Bazı insanlar vardır, çevrelerindeki hemen herkes tarafından sevilirler. Bu sevginin en önemli sebeplerinden biri ise, bu kişilerin en belirgin özelliklerinden birinin ‘bulundukları her yerde mutlaka hep ‘hami’ konumunda olmaları’dır.
‘Hami’ kelimesi, ‘himaye eden, koruyan, gözeten’ anlamındadır. Bu ahlakı gösteren kimseler, bulundukları her ortamda, şefkat, merhamet, ilgi alaka, koruyup kollama konularında dikkatleri en açık olan ve bu özellikleri en yoğun şekilde yaşayan insanlardır.

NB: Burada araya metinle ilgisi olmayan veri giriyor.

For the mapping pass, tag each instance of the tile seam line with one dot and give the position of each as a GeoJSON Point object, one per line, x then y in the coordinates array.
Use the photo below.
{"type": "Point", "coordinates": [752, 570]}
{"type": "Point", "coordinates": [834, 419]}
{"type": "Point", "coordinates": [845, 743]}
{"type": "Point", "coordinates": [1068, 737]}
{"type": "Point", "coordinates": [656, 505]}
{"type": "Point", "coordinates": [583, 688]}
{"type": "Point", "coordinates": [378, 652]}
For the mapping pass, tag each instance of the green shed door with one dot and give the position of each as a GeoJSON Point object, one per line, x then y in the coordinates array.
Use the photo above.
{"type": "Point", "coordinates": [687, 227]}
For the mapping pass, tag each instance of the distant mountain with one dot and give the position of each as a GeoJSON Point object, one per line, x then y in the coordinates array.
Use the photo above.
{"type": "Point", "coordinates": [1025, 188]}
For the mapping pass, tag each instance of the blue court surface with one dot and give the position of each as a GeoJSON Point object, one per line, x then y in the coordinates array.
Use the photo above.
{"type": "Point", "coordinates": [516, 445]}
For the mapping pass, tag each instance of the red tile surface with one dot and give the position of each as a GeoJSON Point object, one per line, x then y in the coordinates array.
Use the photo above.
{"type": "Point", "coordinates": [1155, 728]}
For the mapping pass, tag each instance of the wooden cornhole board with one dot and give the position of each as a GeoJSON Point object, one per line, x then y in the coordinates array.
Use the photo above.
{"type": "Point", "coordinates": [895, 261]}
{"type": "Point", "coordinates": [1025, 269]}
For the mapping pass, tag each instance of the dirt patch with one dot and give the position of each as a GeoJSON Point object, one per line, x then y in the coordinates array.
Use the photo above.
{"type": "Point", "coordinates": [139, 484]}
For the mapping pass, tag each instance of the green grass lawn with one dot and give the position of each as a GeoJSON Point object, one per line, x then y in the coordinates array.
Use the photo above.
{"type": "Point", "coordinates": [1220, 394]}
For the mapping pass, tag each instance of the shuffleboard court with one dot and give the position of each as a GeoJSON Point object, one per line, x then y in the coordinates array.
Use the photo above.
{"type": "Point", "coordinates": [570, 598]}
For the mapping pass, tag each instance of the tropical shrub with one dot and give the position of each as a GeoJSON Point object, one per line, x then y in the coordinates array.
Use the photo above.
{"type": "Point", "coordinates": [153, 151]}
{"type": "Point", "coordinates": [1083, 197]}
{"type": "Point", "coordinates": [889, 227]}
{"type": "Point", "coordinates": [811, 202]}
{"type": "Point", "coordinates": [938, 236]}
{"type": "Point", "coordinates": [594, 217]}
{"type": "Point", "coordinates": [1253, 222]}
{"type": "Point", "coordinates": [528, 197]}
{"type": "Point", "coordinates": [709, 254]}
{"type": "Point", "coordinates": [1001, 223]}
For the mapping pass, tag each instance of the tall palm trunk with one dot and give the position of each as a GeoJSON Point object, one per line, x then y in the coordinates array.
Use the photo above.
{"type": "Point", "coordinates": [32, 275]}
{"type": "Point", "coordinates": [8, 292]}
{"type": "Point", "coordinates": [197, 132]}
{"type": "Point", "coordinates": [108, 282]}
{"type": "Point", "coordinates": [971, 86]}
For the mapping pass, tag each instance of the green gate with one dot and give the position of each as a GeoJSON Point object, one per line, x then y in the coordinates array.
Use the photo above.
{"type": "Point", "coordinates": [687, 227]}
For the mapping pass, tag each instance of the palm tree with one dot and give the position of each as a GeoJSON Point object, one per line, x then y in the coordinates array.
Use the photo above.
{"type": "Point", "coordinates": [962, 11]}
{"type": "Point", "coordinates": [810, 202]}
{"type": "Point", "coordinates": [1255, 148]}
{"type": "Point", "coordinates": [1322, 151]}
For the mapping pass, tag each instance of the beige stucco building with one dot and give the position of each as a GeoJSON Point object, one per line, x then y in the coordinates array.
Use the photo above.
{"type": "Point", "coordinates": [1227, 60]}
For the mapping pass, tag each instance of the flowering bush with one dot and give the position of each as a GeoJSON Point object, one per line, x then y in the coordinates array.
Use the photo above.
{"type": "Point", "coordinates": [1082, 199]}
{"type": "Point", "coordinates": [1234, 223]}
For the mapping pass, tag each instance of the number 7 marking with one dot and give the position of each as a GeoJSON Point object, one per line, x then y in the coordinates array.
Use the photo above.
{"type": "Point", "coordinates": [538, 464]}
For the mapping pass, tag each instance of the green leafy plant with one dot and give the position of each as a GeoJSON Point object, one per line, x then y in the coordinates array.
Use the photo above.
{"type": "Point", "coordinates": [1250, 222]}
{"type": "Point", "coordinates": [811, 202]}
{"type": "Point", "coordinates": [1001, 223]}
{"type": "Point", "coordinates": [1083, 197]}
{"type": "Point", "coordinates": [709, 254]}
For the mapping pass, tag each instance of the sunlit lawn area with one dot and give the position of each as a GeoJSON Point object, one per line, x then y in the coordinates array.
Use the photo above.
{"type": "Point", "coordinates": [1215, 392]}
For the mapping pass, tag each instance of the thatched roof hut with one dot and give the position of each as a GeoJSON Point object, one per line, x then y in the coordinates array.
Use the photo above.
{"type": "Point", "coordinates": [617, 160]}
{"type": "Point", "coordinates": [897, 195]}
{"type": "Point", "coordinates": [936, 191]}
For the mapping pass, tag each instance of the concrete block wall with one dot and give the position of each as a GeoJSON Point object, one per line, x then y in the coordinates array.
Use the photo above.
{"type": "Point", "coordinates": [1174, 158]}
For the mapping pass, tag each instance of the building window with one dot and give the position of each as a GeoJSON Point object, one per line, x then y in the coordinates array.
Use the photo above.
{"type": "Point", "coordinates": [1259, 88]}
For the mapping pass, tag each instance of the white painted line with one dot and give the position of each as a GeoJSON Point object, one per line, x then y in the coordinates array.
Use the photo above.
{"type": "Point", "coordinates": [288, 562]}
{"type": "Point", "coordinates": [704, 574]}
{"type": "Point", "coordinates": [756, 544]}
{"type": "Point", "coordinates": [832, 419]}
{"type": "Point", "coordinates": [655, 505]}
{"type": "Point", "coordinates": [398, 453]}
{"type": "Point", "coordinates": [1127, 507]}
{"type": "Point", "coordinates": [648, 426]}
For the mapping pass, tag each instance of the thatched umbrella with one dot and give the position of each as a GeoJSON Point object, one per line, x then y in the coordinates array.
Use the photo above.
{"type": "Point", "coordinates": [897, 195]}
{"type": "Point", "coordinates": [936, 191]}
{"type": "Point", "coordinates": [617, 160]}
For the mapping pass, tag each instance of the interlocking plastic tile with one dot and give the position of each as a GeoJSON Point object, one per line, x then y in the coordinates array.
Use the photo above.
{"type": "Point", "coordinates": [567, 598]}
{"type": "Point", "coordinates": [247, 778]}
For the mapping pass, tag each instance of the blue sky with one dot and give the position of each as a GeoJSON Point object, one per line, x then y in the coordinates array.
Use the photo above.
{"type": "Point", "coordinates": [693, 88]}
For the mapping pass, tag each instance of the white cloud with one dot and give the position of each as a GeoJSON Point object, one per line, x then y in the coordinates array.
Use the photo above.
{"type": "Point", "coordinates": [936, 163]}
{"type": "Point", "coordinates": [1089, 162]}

Hiç kimse bu kişileri, “Sen bulunduğun yerdeki tüm insanları koruyup kollamakla, karşılaşılacak her türlü sorunu çözmekle ve tüm sorumluluğu kendi üzerine almakla sorumlusun” diyerek görevlendirmiş değildir. Ancak bu kimseler, genelde yüksek vicdanları, güçlü sorumluluk hisleri ve insanlara karşı duyduğukları yoğun sevgi ve şefkat duyguları nedeniyle, kendileri sessiz sedasız böyle bir göreve talip olurlar. Ancak elbetteki kimseye, “Ben böyle bir görev üstlendim. Ben sizi koruyup kollayacağım, herkese sahip çıkacağım” gibi bir açıklama da yapmazlar. Sadece doğal olarak, olaylar geliştikçe, imanları ve ahlakları gereği, adı konulmadan, sürekli olarak bu kişiliği gösterirler.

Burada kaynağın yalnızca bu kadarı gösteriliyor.